L’unique lampion suspendu au-dessus de la porte s’était éteint ; mais la lueur de la lune entrait maintenant à large nappe par le soupirail. Dans le coin opposé, un enfant se plaignit, puis se tut. Du dehors venaient les voix des prétoriens, qui, après la relève, jouaient sous le mur aux scriptæ duodecim.
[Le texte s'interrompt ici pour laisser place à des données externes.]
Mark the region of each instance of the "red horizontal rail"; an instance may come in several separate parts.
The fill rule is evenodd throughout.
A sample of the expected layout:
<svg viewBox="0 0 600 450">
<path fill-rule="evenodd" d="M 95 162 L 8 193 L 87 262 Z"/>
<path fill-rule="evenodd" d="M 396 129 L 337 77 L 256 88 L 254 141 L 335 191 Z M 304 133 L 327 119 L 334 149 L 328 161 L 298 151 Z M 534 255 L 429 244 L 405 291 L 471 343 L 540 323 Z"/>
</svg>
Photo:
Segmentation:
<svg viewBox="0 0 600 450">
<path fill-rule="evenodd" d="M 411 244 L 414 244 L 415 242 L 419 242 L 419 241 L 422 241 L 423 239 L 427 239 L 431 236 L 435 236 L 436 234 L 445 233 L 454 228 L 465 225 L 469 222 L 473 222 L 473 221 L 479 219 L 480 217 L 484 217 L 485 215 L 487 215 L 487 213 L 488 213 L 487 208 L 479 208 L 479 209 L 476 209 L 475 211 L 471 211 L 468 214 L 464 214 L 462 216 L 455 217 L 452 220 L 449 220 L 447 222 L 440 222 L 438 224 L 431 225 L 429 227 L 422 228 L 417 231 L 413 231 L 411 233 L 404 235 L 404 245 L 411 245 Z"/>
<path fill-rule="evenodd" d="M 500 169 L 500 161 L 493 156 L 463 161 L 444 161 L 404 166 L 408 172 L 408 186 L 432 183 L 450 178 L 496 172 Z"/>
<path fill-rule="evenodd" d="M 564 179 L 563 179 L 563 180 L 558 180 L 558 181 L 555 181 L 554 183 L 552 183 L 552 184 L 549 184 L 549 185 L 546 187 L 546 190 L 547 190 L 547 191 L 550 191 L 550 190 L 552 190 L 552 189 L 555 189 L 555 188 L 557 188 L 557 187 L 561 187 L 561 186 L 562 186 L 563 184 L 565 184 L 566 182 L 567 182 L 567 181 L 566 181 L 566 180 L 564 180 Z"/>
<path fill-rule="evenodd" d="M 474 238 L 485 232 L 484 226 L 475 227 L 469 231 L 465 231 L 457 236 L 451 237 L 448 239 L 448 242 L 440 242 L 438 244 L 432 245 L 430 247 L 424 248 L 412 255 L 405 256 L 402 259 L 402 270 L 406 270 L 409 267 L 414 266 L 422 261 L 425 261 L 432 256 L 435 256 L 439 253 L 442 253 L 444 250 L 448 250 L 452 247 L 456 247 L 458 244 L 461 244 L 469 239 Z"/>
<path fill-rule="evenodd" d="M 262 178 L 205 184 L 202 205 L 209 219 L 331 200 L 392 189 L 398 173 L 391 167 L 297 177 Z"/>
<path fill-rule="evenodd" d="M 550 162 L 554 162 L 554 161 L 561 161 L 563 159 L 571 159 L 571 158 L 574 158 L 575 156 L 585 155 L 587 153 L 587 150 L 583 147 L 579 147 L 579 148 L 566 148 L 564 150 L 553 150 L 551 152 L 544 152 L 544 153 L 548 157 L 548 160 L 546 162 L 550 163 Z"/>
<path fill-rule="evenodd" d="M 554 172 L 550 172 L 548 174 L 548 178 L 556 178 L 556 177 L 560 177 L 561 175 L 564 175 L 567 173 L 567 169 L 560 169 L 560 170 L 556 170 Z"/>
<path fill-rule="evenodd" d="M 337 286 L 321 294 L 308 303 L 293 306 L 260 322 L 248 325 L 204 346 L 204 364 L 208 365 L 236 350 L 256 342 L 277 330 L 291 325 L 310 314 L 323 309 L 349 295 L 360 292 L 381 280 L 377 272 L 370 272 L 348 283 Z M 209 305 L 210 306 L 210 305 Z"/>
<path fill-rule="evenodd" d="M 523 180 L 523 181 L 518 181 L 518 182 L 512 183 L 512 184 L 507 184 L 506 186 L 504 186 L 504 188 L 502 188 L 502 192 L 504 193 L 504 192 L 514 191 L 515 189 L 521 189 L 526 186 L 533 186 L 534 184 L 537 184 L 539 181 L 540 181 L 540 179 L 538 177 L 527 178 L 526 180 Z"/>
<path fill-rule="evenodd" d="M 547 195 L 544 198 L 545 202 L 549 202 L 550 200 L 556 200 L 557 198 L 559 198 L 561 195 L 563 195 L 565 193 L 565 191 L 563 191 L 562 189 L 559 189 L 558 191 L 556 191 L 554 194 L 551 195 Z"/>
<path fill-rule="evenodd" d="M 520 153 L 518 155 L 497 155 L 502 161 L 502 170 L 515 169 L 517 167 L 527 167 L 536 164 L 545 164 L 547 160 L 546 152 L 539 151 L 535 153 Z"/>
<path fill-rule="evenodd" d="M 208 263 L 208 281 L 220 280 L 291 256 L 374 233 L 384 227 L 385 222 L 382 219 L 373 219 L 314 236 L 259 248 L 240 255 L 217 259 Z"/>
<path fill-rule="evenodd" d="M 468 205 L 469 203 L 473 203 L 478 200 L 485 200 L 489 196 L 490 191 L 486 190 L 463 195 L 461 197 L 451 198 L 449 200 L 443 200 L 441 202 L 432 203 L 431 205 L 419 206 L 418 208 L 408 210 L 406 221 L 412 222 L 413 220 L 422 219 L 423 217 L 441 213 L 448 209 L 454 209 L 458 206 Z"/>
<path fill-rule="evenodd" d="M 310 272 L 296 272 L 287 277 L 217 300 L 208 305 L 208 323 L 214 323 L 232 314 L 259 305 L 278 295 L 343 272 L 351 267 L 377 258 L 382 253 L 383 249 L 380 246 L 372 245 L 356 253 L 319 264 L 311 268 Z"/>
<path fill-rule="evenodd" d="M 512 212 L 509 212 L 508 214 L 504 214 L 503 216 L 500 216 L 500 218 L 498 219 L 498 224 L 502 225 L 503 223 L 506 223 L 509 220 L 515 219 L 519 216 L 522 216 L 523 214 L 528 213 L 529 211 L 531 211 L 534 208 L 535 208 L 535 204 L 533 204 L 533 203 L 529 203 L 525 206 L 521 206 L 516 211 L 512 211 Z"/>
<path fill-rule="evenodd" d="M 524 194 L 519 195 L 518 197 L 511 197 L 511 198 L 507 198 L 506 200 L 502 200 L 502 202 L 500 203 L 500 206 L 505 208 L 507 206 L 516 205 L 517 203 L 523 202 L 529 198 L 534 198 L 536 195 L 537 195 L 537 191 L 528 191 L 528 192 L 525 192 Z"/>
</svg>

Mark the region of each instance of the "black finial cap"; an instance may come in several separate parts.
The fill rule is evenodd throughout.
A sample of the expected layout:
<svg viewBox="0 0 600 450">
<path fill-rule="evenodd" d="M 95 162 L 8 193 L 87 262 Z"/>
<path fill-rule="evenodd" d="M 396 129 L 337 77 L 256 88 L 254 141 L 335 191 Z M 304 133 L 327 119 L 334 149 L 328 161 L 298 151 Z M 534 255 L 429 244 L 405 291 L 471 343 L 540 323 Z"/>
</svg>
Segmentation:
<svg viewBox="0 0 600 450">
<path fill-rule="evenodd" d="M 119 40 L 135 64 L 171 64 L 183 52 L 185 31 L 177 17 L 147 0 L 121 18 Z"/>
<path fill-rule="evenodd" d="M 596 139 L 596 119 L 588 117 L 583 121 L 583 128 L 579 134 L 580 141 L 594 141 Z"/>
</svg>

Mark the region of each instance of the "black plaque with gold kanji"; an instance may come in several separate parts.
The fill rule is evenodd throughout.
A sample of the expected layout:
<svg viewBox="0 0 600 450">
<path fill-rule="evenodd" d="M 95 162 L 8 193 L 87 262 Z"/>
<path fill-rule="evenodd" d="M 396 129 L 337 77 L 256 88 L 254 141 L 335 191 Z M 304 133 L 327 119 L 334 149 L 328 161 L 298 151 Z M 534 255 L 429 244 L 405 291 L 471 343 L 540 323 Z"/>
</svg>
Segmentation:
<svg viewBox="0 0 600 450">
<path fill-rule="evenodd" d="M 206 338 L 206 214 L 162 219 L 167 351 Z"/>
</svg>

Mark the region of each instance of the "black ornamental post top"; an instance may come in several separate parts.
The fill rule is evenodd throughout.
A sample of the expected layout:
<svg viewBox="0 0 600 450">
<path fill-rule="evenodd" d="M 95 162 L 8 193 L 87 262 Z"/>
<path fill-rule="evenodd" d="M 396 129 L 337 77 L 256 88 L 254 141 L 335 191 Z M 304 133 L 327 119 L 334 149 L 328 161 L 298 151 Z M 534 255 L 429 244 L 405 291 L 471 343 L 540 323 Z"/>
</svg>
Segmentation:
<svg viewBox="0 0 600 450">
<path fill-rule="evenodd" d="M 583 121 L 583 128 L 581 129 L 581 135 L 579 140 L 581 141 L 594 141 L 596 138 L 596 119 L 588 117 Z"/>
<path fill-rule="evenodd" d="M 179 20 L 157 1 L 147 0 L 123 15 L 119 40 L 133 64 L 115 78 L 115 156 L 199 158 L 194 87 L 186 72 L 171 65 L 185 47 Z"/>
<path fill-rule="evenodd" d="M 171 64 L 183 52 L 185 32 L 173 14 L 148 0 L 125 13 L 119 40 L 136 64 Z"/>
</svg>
Après un silence, Lygie répondit :

— Marcus, Christ lui-même s’est écrié : « Mon père, éloignez de moi ce calice d’amertume ! » Et pourtant Il l’a bu jusqu’à la lie, et Il est mort sur la croix. Maintenant, des milliers périssent pour Lui ; pourquoi, seule, serais-je épargnée ? Que suis-je donc, Marcus ? Tu as bien entendu Pierre dire que lui aussi mourrait dans les supplices. Que suis-je auprès de lui ? Quand les prétoriens sont venus pour nous chercher, j’ai eu peur de la mort et de la torture, mais maintenant je ne les crains plus. Vois comme elle est épouvantable, cette prison ; et moi, je vais au ciel. Songe qu’ici-bas il y a César, et que là-haut il y a le Sauveur, qui est bon et miséricordieux. Et la mort n’existe pas. Tu m’aimes : songe combien je vais être heureuse. Songe, mon Marcus, que là-haut tu viendras me rejoindre.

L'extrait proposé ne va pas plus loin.